February, with Valentine’s Day, is a great time to take a survey of where I stand on my love meter. Am I on the high or low side this year?
In order to do that I have to take myself back to what I call Ground Zero. For me,Ground Zero was in April 1983 when my 17 year-old son Scott was killed in an automobile accident. That boy was the love of my life. At the time of his death I wondered if I would ever be happy again.
As with my love meter your love meter may have been impacted by a loss. Yours may not be the loss of a loved one but may be related to other events such as loss of a relationship, loss of a job or even loss of a dream. Dealing with loss takes time and in fact three or four times. I’ll illustrate this point with the following Banana Yogurt Story.
After Scott’s death grocery shopping was a painful experience. The first time I went shopping I just tossed things into the grocery cart without much thought, avoiding people that I knew as they avoided me. The task to be done today I told myself was to “push cart, lift items, place in cart and get out as soon as possible.” I had shopped thousands of times and I knew that I could, by shear force, do it again.
That first trip to Safeway I found myself in great pain as I tossed food into the basket. When I got to the dairy counter I selected eggs and milk and then tossed in 10 cartons of banana yogurt. I then trudged to the checkout counter, happy to have another task under my belt.
Several days later, I again ventured back to the market. In preparation for my trip, I checked the kitchen for things I might need to put on the grocery list. As I opened the door to the refrigerator, I shocked when my eyes locked on the same 10 cartons of banana yogurt that I had purchased on my last trip.
I was stunned into utter silence as tears welled up in my eyes and trickled down my face and the reality hit. Scott was the only one who ate banana yogurt. I quickly tossed the cartons into the garbage can and quickly crossed banana yogurt off my list.
On my second trip to the grocery store, I again labored through the isles in a fog. After having a vaguely familiar face stare at me across the produce counter, I quickly turned and pushed my way toward a distant corner of the store. After collecting myself, I began shopping again. When I got to the dairy counter, I selected a carton of cottage cheese while looking sadly at the banana yogurt. As I rolled by, I felt a wave of grief and my nose and eyes began to run. I longed to put just one or two cartons in the basket.

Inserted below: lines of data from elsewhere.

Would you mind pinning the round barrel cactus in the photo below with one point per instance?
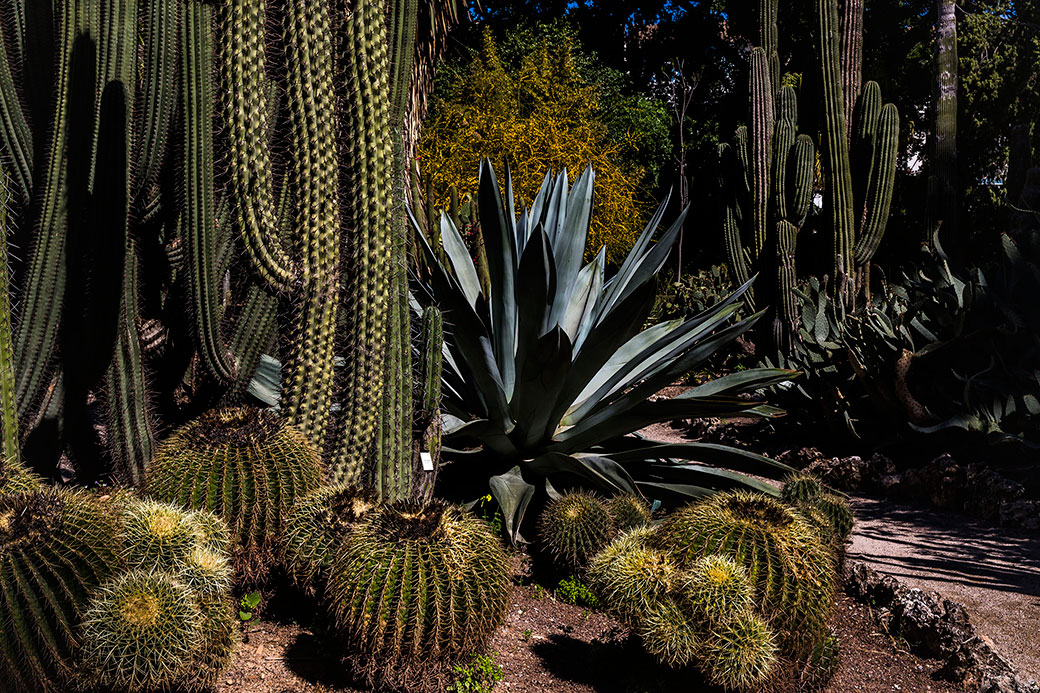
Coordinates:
(414, 586)
(630, 576)
(628, 511)
(55, 548)
(790, 568)
(244, 464)
(316, 525)
(574, 528)
(166, 621)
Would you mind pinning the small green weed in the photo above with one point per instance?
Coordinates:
(479, 675)
(248, 604)
(572, 590)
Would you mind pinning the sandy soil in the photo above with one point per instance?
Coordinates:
(994, 572)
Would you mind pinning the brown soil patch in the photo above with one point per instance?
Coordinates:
(550, 646)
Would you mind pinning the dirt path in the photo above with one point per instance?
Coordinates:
(992, 571)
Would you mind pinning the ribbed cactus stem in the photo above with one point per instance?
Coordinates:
(786, 319)
(314, 182)
(761, 136)
(837, 167)
(783, 142)
(852, 56)
(803, 159)
(769, 37)
(880, 185)
(427, 412)
(35, 334)
(8, 406)
(245, 105)
(945, 117)
(787, 104)
(371, 161)
(158, 90)
(200, 209)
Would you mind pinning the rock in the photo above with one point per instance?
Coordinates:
(843, 473)
(941, 481)
(936, 627)
(1022, 514)
(988, 491)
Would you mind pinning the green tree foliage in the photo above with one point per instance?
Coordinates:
(540, 102)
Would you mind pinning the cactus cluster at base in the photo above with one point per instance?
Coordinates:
(316, 527)
(165, 621)
(55, 548)
(414, 587)
(245, 465)
(736, 585)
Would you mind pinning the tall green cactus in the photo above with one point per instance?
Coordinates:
(837, 167)
(767, 182)
(8, 406)
(861, 154)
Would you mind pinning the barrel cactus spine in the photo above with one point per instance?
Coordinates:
(245, 465)
(628, 511)
(790, 568)
(316, 527)
(55, 549)
(415, 587)
(574, 528)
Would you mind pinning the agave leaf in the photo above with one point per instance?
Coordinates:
(500, 245)
(617, 327)
(713, 454)
(703, 477)
(743, 381)
(625, 416)
(582, 299)
(645, 268)
(620, 280)
(462, 263)
(538, 277)
(681, 362)
(602, 471)
(653, 356)
(513, 494)
(569, 242)
(539, 381)
(555, 210)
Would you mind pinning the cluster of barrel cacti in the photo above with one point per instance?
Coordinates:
(111, 591)
(247, 465)
(164, 620)
(768, 175)
(738, 585)
(413, 588)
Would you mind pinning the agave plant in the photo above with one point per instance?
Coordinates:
(548, 374)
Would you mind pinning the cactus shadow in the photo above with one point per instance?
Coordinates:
(613, 666)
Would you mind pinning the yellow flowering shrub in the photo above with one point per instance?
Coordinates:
(538, 118)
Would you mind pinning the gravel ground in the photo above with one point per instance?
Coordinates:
(994, 572)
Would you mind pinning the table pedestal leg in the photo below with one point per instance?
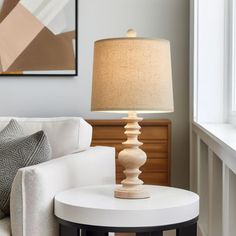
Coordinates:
(190, 230)
(157, 233)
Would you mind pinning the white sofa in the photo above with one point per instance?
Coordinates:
(34, 187)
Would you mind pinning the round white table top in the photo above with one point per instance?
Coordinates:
(96, 206)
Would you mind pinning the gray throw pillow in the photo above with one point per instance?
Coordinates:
(16, 151)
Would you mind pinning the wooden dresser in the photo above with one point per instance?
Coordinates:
(156, 138)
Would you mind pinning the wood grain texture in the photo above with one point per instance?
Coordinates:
(156, 138)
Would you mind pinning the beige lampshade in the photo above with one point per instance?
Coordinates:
(132, 74)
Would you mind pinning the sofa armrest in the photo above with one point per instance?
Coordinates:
(35, 187)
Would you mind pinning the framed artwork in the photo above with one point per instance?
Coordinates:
(38, 37)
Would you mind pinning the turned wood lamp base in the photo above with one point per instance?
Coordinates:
(132, 158)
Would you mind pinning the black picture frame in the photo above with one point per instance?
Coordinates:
(76, 56)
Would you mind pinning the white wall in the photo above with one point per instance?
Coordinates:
(71, 96)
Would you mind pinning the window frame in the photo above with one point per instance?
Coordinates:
(232, 63)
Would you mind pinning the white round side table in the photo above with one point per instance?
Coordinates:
(95, 211)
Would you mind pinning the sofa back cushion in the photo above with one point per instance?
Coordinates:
(66, 134)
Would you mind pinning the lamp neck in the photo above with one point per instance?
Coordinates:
(132, 114)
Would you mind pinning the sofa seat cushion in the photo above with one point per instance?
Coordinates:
(66, 134)
(5, 227)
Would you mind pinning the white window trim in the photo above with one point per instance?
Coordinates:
(232, 63)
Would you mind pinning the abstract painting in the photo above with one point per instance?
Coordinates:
(38, 37)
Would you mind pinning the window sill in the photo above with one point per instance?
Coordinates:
(224, 134)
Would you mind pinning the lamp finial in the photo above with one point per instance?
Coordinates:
(131, 33)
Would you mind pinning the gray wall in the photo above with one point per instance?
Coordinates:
(71, 96)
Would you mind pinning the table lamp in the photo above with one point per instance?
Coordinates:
(132, 75)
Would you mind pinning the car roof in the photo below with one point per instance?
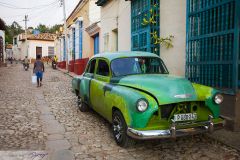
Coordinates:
(114, 55)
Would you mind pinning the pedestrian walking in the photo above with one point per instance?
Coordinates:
(38, 69)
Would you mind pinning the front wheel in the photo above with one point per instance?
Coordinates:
(119, 128)
(81, 105)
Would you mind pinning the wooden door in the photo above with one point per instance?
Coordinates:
(1, 49)
(38, 51)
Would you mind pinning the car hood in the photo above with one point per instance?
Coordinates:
(164, 88)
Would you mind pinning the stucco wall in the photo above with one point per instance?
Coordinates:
(43, 44)
(173, 22)
(20, 49)
(57, 48)
(90, 13)
(2, 34)
(116, 14)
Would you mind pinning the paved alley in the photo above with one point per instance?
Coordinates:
(45, 123)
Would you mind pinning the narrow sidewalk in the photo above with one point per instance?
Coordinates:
(229, 138)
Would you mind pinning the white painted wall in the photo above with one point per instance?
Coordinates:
(173, 22)
(116, 15)
(2, 34)
(44, 44)
(94, 12)
(57, 48)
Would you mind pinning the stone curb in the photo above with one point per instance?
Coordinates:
(223, 142)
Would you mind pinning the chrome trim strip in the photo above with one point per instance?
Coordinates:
(172, 132)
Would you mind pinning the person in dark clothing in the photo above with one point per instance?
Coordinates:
(38, 69)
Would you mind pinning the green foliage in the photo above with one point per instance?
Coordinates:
(151, 20)
(167, 41)
(2, 25)
(11, 31)
(45, 29)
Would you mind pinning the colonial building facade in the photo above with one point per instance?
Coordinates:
(2, 47)
(40, 44)
(205, 44)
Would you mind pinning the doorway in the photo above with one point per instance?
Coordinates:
(39, 51)
(96, 44)
(1, 49)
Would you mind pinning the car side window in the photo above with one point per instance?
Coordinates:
(103, 68)
(91, 66)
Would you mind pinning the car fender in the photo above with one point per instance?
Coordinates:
(125, 99)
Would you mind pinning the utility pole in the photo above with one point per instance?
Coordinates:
(26, 19)
(65, 30)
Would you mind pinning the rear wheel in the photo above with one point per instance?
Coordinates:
(119, 128)
(81, 105)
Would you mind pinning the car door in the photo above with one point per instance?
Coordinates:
(101, 78)
(86, 82)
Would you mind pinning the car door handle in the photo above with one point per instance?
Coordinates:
(107, 87)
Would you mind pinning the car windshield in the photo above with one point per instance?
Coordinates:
(138, 65)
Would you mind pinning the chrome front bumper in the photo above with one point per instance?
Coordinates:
(172, 132)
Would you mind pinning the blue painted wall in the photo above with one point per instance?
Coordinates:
(212, 53)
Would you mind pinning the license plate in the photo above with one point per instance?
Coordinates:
(185, 117)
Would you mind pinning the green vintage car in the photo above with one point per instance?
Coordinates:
(134, 91)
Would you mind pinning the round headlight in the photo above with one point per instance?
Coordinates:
(142, 105)
(218, 99)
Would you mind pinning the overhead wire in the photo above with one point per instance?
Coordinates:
(8, 5)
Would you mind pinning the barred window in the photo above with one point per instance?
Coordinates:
(50, 51)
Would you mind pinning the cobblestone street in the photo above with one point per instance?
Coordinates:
(47, 120)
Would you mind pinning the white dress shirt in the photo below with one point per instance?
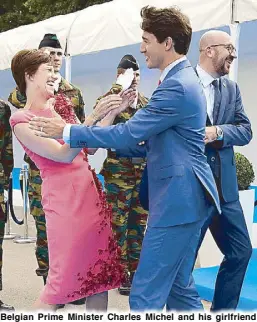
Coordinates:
(206, 80)
(209, 91)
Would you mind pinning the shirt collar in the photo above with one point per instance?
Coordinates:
(170, 66)
(206, 78)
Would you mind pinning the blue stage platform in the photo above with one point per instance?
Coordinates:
(205, 282)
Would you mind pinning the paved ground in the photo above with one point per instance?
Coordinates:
(22, 286)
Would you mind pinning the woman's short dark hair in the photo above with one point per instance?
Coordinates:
(168, 22)
(27, 61)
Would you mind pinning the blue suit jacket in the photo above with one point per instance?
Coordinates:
(173, 125)
(231, 118)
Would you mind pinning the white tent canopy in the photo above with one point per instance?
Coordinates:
(116, 24)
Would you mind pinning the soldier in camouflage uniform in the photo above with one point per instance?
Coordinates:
(51, 44)
(122, 179)
(6, 167)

As the days passed, I again needed to go to the grocery store. When I opened the refrigerator I felt an empty pit in my stomach as I looked at the second shelf, which contained no little boxes of yogurt displaying a jolly little yellow banana. I felt a huge lump in my throat but I didn’t cry. I merely folded my list and put it into my pocket.
This was my third trip to the grocery store and parking and shopping seemed to be a bit easier. When I got to the dairy counter I again felt a lump in my throat, but I didn’t cry. In fact I picked up a couple of cartons of strawberry yogurt which I knew were favored by Heather, Scott’s 14-year-old sister.
On the fourth trip, shopping began to feel routine and a necessary task. So like my experience with banana yogurt, after loss you must deal with the firsts, seconds, thirds and fourths before tasks again become routine in your life. The activities that you repeat daily or weekly like shopping and going to work will become routine in the first year while others like Valentine’s Day, anniversaries, birthdays and even death days only happen once a year and thus take more time. Some events happen only once in a lifetime like a wedding or a graduation.
Where am I today on my happiness quotient? I am pleased to say that I am on the high side this year, and I would ask you to take a look at your life and assess your Ground Zero. Where are you today as far as getting your love quotient? Give yourself a Valentine and look for areas where you can bring love into your life.
Gloria Horsley 2012
Great article. When my son died in April 2000 it was Lent. I remember getting ready for church just a few days after he died because it was Palm Sunday. I kept asking myself why on earth I was going…I was so angry with God, but I was trying to maintain some sense of “normal” for my 2 year old daughter. So I made a deal with myself to attend, but not participate. I sat in the pew and stared at an angel on a window. I did not stand, kneel, or say a single prayer. A week later we went back for Easter, and then again and again until it became routine once more. Becoming accustomedbto “new normal” takes time. Every Lent has been difficult, but easier as time passes. For years I refused to sacrifice as I felt that I had made the ultimate sacrifice already. Now I am able to follow our religious traditions without bitterness. It is nice to see progress.
Thank you for sharing your story.
hey guys can u tell me any thing which can help me in forgeting my past or which can make me happy again??????????